Relatos de Skinwalkers: También lo escuche
Miriam jugaba videojuegos en su
cuarto, como cada día, luego de terminar su tarea, entonces escucho la voz de
su madre llamándola desde el piso de abajo.
— ¡Miriam!
— ¿Qué? —Grito la joven, sin
soltar el mando de la consola.
— ¡Miriam! —la llamó su madre,
apremiante.
— ¡Ya voy! —respondió la
jovencita, molesta por la interrupción.
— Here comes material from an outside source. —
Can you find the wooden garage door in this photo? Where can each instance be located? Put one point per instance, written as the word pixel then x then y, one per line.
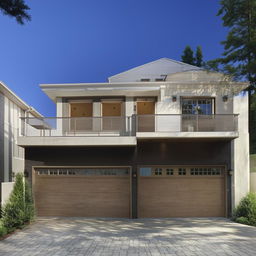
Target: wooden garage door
pixel 181 192
pixel 82 192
Puso el juego en pausa, y dejo el
control sobre la silla donde estaba sentada, luego salió de su cuarto.
Estaba a un paso de bajar el
primer escalón, cuando sintió un tirón del brazo, y algo cálido se posaba con
firmeza sobre su boca.
—Shh —susurró alguien a su oído.
— ¡Miriam! —grito su madre desde
la parte de abajo.
Miriam gimoteó
—Yo también lo escuche —dijo su
madre, a su espalda, al tiempo en que la abrazaba con fuerza, sin dejar de
cubrirle la boca. —no hagas ruido.
Con cuidado, ambas se dirigieron
al cuarto de Miriam, y se encerraron allí, mientras algo o alguien seguía llamando
a la joven utilizando el mismo tono de voz que su madre.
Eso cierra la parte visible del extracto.